Great Britain Not Serious About Spanish

Damian   Friday, September 10, 2004, 07:58 GMT
Am I right in thinking that this thread has wandered just a wee bit off topic? If not, I apologise and withdraw to my corner.
Mi5 Mick   Friday, September 10, 2004, 08:08 GMT
That's right Nic: Francophone just means someone who speaks French. An anglophone is just someone who speaks English. So it doesn't matter what native language a pied-noir speaks.

Damian, just a wee bit as is often the case here :) Don't apologise, we're just trying to relate everything back to the first post to conclude that "Great Britain Not Serious About Spanish", a bit like in that movie Eternal Sunshine of the Spotless Mind! What were we trying to forget again?
nic   Friday, September 10, 2004, 08:35 GMT

Discussions have a tendency to go far away from the original subject sometimes. But is it so important? I don't think. The most important i guess is the possibility to speak english.
nic   Friday, September 10, 2004, 08:44 GMT
Mi5 Mick, Damian

You did not answer to my question, is it bad to say "coloured people"? If, i'd like to know it.
Mi5 Mick   Friday, September 10, 2004, 08:50 GMT
You have to read back over what Julian wrote:

>>"Can't we say in english coloured people, is it bad?"

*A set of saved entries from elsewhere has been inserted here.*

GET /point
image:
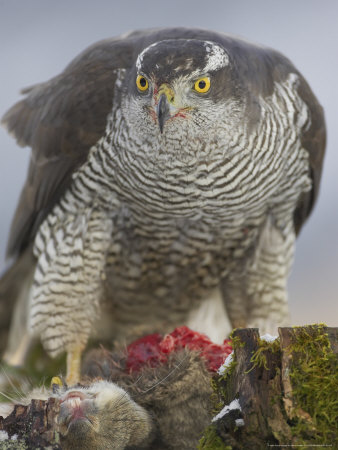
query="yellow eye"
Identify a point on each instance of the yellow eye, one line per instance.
(142, 83)
(202, 85)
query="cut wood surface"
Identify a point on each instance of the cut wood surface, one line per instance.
(279, 392)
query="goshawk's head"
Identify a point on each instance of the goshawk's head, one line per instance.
(181, 86)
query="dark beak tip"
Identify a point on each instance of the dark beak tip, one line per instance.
(162, 112)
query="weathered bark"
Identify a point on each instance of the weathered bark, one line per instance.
(261, 378)
(264, 382)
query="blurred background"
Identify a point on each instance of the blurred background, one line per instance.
(39, 37)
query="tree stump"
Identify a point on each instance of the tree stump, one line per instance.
(277, 392)
(286, 390)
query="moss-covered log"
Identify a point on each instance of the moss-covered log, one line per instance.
(279, 391)
(286, 391)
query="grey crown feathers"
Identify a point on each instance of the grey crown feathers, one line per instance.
(171, 171)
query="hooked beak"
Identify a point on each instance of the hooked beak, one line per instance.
(163, 111)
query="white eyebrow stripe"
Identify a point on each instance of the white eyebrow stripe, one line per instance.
(217, 57)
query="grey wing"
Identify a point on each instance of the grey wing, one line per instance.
(314, 141)
(60, 120)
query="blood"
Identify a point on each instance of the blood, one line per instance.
(154, 349)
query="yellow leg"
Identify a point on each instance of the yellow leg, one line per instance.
(74, 365)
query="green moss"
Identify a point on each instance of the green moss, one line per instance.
(258, 359)
(235, 340)
(314, 379)
(211, 440)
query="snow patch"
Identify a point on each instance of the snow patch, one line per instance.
(233, 405)
(224, 367)
(268, 338)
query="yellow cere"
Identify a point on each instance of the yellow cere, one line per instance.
(142, 83)
(202, 85)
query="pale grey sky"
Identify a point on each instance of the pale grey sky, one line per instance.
(39, 37)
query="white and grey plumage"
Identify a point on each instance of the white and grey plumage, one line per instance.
(154, 202)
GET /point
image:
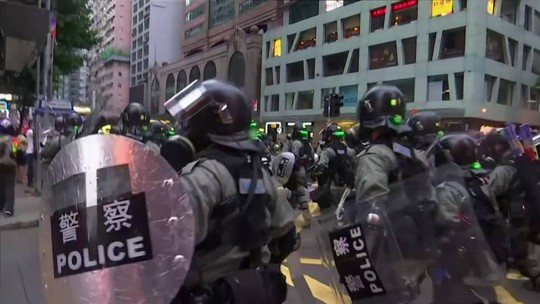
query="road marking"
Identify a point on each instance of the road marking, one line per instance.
(310, 261)
(504, 296)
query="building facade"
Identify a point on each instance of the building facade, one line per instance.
(109, 61)
(155, 40)
(221, 39)
(474, 62)
(74, 86)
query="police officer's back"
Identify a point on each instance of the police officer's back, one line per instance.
(235, 199)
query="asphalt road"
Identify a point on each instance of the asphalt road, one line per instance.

I don't know about other English-speaking countries but in the US, it's politically incorrect to refer to people as "colored". However, for some reason, it's perfectly acceptable to refer to a non-Caucasian (a questionable term in itself) as a "person of color." Go figure! Another confounding point: the largest, most powerful African-American organization continues to call itself "The National Association for the Advancement of Colored People" (NAACP)! >>

Read the rest of what he wrote. He explains it all very well.
Mi5 Mick   Friday, September 10, 2004, 08:52 GMT
Personally, I would never say it.
Jordi   Friday, September 10, 2004, 09:14 GMT
Growing up in Australia, back in the seventies, I remember all children in primary school were classified in four teams that had names of important Australian glories: Humes, Parkes, Horsley, Murray... Further to that, each team had a colour in ribbons, laces or the like. It's hardly by chance I ended up believing "green" was the most beautiful colour in the world. Could you guess which colour was my team? Some of us even hated "yellow" "blue" or "red"... There was nothing nor could there be anything better than "blue" as we sang our little song:
We love you Parkes
we love you too
we love you Parkes
and we'll be true
you are the best
you know it too
we love you!
Since then I've never been one for classifications based on colours.
Jordi   Friday, September 10, 2004, 09:15 GMT
better than "green" lest you believe I'm colour-blind.
nic   Friday, September 10, 2004, 09:41 GMT
So i won't use that term anymore.
nic   Friday, September 10, 2004, 09:43 GMT
Nut Steve K (Who i thought was american) said U.S people use the word "black" people like french use the word "noir" (or sometimes "black"), so it refers to a color.
nic   Friday, September 10, 2004, 09:47 GMT
nut = but
Juan   Friday, September 10, 2004, 12:16 GMT
Damian sez:
<<Am I right in thinking that this thread has wandered just a wee bit off topic? If not, I apologise and withdraw to my corner.>>

The best thread always do! ;-)
Colin   Friday, September 10, 2004, 14:18 GMT
If I can go back to the original topic. The reason the Brits in Spain tend to group together is a lot simpler than most people on here would like to think. It is simply that they tend to be in the 50+ age group. Spanish was never taught in our schools when these people were at school. My 15 year old daughter now learns Spanish. As a child, I was forced to learn French, a language I have never used since. I can still remember quite a lot of French because I learnt it at a young age but despite holidaying in Spain every year I find it almost impossible to understand spoken Spanish. I can read "El Pais" but something in my 45 year old brain just cannot convert the unbroken stream of Spanish speech into words, let alone begin to translate them "on the fly". I suspect many of the (even older) ex-pats have the same problem. It has nothing to do with socio-political claptrap or racism, it's just oncoming senility.
|||   Friday, September 10, 2004, 14:23 GMT
Eso es más coherente que las teorías de racismo y conspiración que he leido últimamente en este foro.
Séneca   Friday, September 10, 2004, 16:19 GMT
!Por supuesto!
Cuando un emigrante español en Gran Bretaña no aprendre inglés es que no da para más. Cuando un emigrante inglés en España no aprende español es porqué sabe demasiado y no le cabe ya nada.